Green leader adamant 'climate referendum' not lost in election results
Credit to Author: Derrick Penner| Date: Wed, 23 Oct 2019 02:02:19 +0000
VICTORIA — Just because the federal Green party won only a few seats in the general election, it doesn’t mean what Leader Elizabeth May declared “a referendum on climate change” has been lost, she said Tuesday.
May said Tuesday afternoon that she was “wasting no time” in making the point to Prime Minister Justin Trudeau “that most Canadian voters voted for parties that said they were ready to step up and take climate change seriously.”
“I had a conversation with Justin Trudeau today and I started pressing him,” May said by telephone. “It’s early days, we don’t know who the environment minister is going to be or how this parliament will function.”
However, May said she won’t let the issue rest while preparations are made to open the 43rd session of parliament.
May made the statement as all party leaders parsed what Monday’s election results meant.
With 156 MPs, the Liberals won the most seats, but not enough to form a governable majority. The Conservatives topped the popular vote, capturing 35 per cent of ballots against the Liberal’s 33 per cent, but ballots were heavily concentrated in the West and suburban Ontario ridings.
Pointing to the broad Conservative blue swath across the Prairies as Liberals were swept out of Alberta and Saskatchewan, Conservative Leader Andrew Scheer said Trudeau’s government will have to act to start bridging a growing rift with those provinces.
“We will fight for you. We will do everything we can to make sure that this Liberal government understands that it has to change course,” Scheer said during a postelection media conference. “It cannot continue to attack our energy sector.”
Saskatchewan Premier Scott Moe and Alberta Premier Jason Kenney added their voices with letters to Trudeau.

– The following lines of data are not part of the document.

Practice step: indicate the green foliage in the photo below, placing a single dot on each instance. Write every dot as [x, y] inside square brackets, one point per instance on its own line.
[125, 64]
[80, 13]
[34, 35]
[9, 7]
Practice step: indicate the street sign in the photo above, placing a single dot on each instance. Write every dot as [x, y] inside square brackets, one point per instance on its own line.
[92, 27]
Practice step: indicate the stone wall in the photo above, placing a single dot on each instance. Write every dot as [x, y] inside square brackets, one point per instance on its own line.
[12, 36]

Moe called on Trudeau to cancel the federal carbon tax and reform equalization payments.
Kenney urged Trudeau not to broker agreements with the NDP or Green parties to maintain government if it would block the Trans Mountain pipeline expansion or natural gas exports from the West.
On election night, while celebrating the Greens’ best federal election results, winning three seats and doubling its share of the popular vote to 6.5 per cent, May lamented that it hadn’t elected enough MPs to press its own case in a minority government.

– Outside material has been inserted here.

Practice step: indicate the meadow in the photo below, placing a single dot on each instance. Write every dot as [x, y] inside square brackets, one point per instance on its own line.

“We clearly didn’t have enough people voting Green to ensure we can press forward with the only climate plan (among party platforms) rooted in science,” May said.
“But it doesn’t mean Canadians don’t care about climate,” she said, as the Liberals and NDP “greenwashed” their own platforms to appear more ambitious on climate action.
As for facing a Conservative opposition that feels alienated over energy development and support for pipelines, May will hold her position because “we are running out of time, and it’s science, it’s not a political issue.”
May said she knows MPs in Scheer’s caucus who have different views on the subject from their leader and she believes more needs to be done to make the case for climate action directly with Alberta and Albertans.
Government needs to spell out the alternatives to a fossil-fuel-based economy that could be built using the billions of dollars it would take to build the Trans Mountain pipeline expansion.
“If we can’t communicate that we’re in this together, we’re failures as leaders,” May said.
How the Greens might cooperate with NDP Leader Jagmeet Singh’s caucus, however, remains to be seen after their bitter exchanges in the late days of the election campaign over misleading advertising.
May said she hasn’t spoken to Singh since the election, but they will likely talk when Parliament resumes and she isn’t sure how that conversation will go.
“It depends if he’s prepared to say sorry for saying things we didn’t say,” May said. “That would be a good start.”